Perasaan remaja kepada Tuhan bukanlah tetap dan stabil, akan tetapi adalah perasaan yang yang tergantung pada perubahan-perubahan emosi yang sangat cepat, terutama pada masa remaja pertama. Kebutuhan akan Allah misalnya, kadang-kadang tidak terasa jika jiwa mereka dalam keadaan aman, tentram dan tenang. Sebaliknya, Allah sangat dibutuhkan apabila mereka dalam keadaan gelisah, karena menghadapi musibah atau bahaya yang mengancam ketika ia takut gagal atau merasa berdosa.
C. Motivasi Beragama Pada Remaja
Menurut Nico Syukur Dister Ofm, motifasi beragama dibagi menjadi empat motivasi, yaitu:
1. Motivasi yang didorong oleh rasa keinginan untuk mengatasi frustasi yang ada dalam kehidupan, baik frustasi karena kesukaran dalam menyesuaikan diri dengan alam, frustasi social, frustasi moral maupun frustasi karena kematian.
2. Motivasi beragama karena didorong oleh keinginan untuk menjaga kesusilaan dan tata tertib masyarakat.
3. Motivasi beragama karena didorong oleh keinginan untuk memuaskan rasa ingin tahu manusia atau intelek ingin tahu manusia.
4. Motivasi beragama karena ingin menjadikan agama sebagai sarana untuk mengatasi ketakutan.
D. Sikap Remaja Dalam Beragama
Terdapat empat sikap remaja dalam beragama, yaitu:
1. Percaya Ikut- Ikutan
Percaya ikut- ikutan ini biasanya dihasilkan oleh didikan agama secara sederhana yang didapat dari keluarga dan lingkungannya.
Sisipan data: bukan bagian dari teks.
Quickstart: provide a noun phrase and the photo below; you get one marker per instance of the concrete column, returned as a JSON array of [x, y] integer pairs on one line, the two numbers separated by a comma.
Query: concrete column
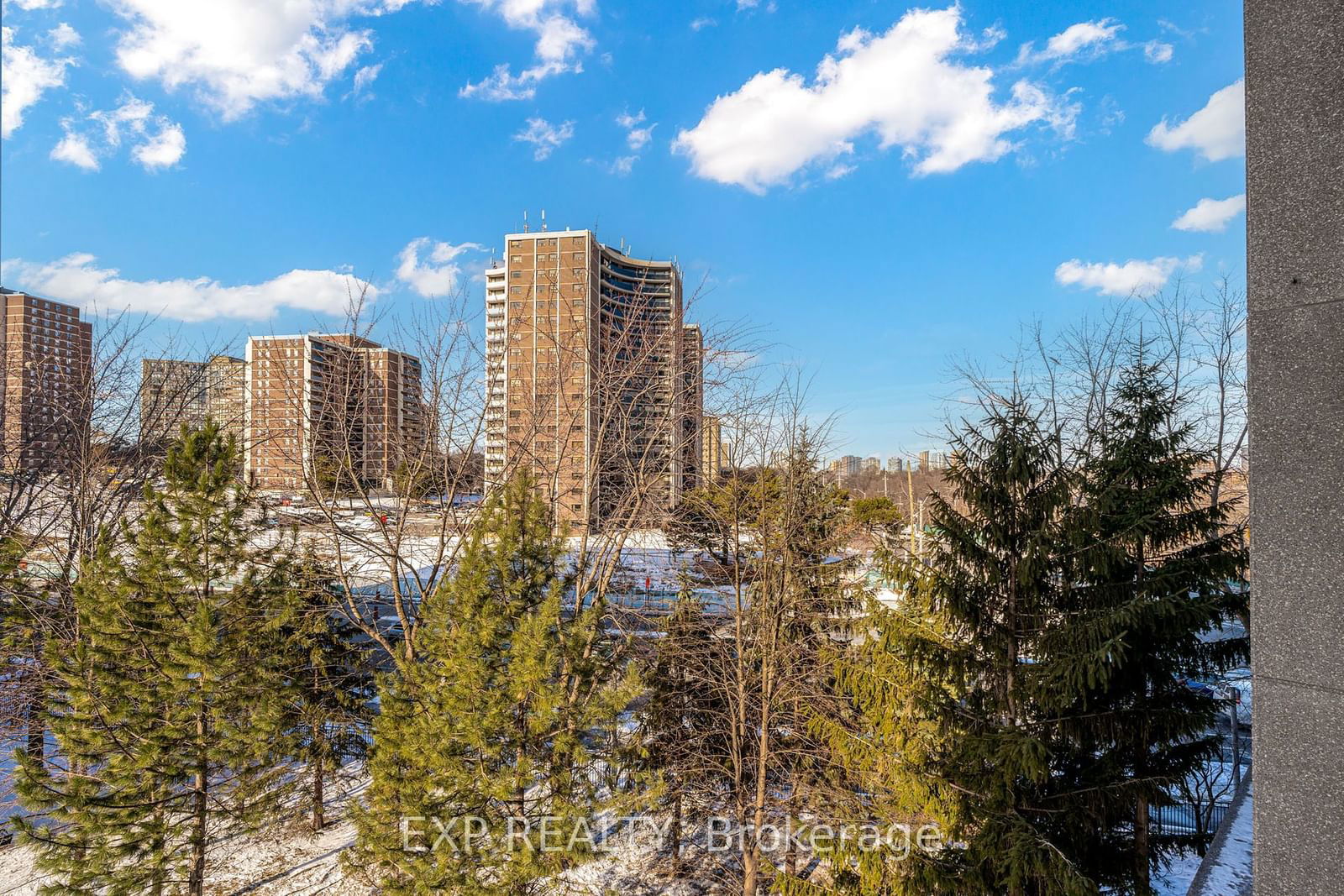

Namun demikian ini biasanya hanya terjadi pada masa remaja awal (usia 13-16 tahun). Setelah itu biasanya berkembang kepada cara yang lebih kritis dan sadar sesuai dengan perkembangan psikisnya.
2. Percaya Dengan Kesadaran
Semangat keagamaan dimulai dengan melihat kembali tentang masalah-masalah keagamaan yang mereka miliki sejak kecil. Mereka ingin menjalankan agama sebagai suatu lapangan yang baru untuk membuktikan pribadinya, karena ia tidak mau lagi beragama secara ikut- ikutan saja. Biasanya semangat agama tersebut terjadi pada usia 17 tahun atau 18 tahun. Semangat agama tersebut mempunyai dua bentuk:

a. Dalam bentuk positif
Semangat agama yang positif, yaitu berusaha melihat agama dengan pandangan kritis, tidak mau lagi menerima hal- hal yang tidak masuk akal. Mereka ingin memurnikan dan membebaskan agama dari bid’ah dan khurafat, dari kekakuan dan kekolotan.
b. Dalam bentuk negatif
Semangat keagamaan dalam bentuk kedua ini akan menjadi bentuk kegiatan yang berbentuk khurafi, yaitu kecenderungan remaja untuk mengambil pengaruh dari luar kedalam masalah- masalah keagamaan, seperti bid’ah, khurafat dan kepercayaan- kepercayaan lainnya.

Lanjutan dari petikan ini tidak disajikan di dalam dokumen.